Parlando di burattinai e marionette, una menzione onorevole va fatta a I Segreti del Ventriloquio, un titolo uscito nel 2016 ma portato recentemente in Italia da Edizioni Hypnos, casa editrice indipendente dal notevole catalogo. Si tratta di una raccolta di racconti che può far ritrovare fiducia nell’horror contemporaneo, in cui spesso si cerca di trasmettere la paura puntando sul fattore visivo che non è il punto di forza del romanzo, ma del film.
Sembra che quasi tutti i romanzi pubblicati negli ultimi anni siano solo il punto di partenza per una sceneggiatura; nel panorama della larga diffusione non ci sono più scrittori come Poe e Lovecraft, che non facevano paura descrivendo mostri e squartamenti, ma parlando della Paura stessa: di cosa significa avere paura, non semplicemente di cosa fa spavento. Anche le raccolte di racconti sono un tasto sensibile del mondo dell’editoria, perché nella maggior parte dei casi sembrano un mucchio di pagine scritte di fretta, più o meno bene, legate da un’unica copertina perché nessuno le comprerebbe singolarmente.
Jon Padgett, degno allievo del suo maestro Thomas Ligotti, aggira con agilità entrambe queste spinose questioni con un esordio che è una pregevole prova del fatto che si può essere macabri e misteriosi e impossibili da rendere a livello filmico, e che lega bene tutte le storie con un filo che si rivela a chiunque abbia gli occhi attenti. Oltre al continuo ritorno dell’elemento del ventriloquio, ci sono tanti dettagli che rendono organico (e questa parola strizza l’occhio a chi ha già letto il libro) e tangibile l’universo in cui si svolgono queste sventure, manipolato dalla voce e dalla volontà del Grande Ventriloquo.
Quest’anno (come succede ogni anno, anche più volte) Stephen King ha pubblicato un romanzo che non ha bisogno di presentazioni e pubblicità, che invece si merita un autore che chiaramente ha imparato molto dallo zio Steve e che è arrivato a tanto così dal vincere il Bram Stoker Award, che è andato senza grandi sorprese a My Heart is a Chainsaw. Si tratta di Gus Moreno che, pescando un po’ da Mucchio d’Ossa, un po’ da Cujo e un po’ dalla paranoia diffusa tra chi non si fida di Alexa e simili, ha creato This Thing Between Us (MCD, 272 pag.), breve ma intenso volume che fa girare la testa, venire gli incubi e anche un po’ piangere.

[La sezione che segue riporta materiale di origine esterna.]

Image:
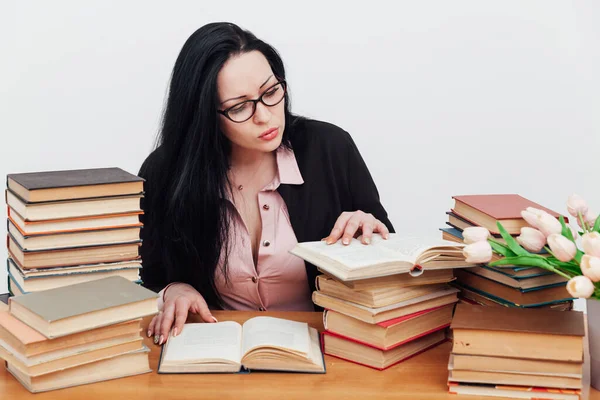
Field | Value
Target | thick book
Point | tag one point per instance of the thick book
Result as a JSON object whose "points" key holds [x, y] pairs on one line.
{"points": [[71, 357], [28, 342], [405, 280], [371, 315], [373, 297], [27, 259], [488, 209], [526, 298], [392, 333], [78, 224], [127, 364], [68, 209], [84, 306], [261, 343], [361, 353], [513, 391], [396, 255], [473, 297], [72, 239], [74, 184], [514, 332], [44, 279], [538, 282]]}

La “cosa tra di noi” del titolo è Itza, uno smart speaker che dal momento in cui esce dalla scatola rende sempre più strana la vita della coppia brevemente composta da Thiago e Vera – brevemente perché poco dopo l’arrivo di Itza, Vera muore, uccisa in un violento incidente in metropolitana. Thiago è però convinto che non sia stato davvero un incidente, e attraversando dimensioni infestate da umani e cani plasmati dalle più insondabili crudeltà, giungerà ad una rivelazione inimmaginabile.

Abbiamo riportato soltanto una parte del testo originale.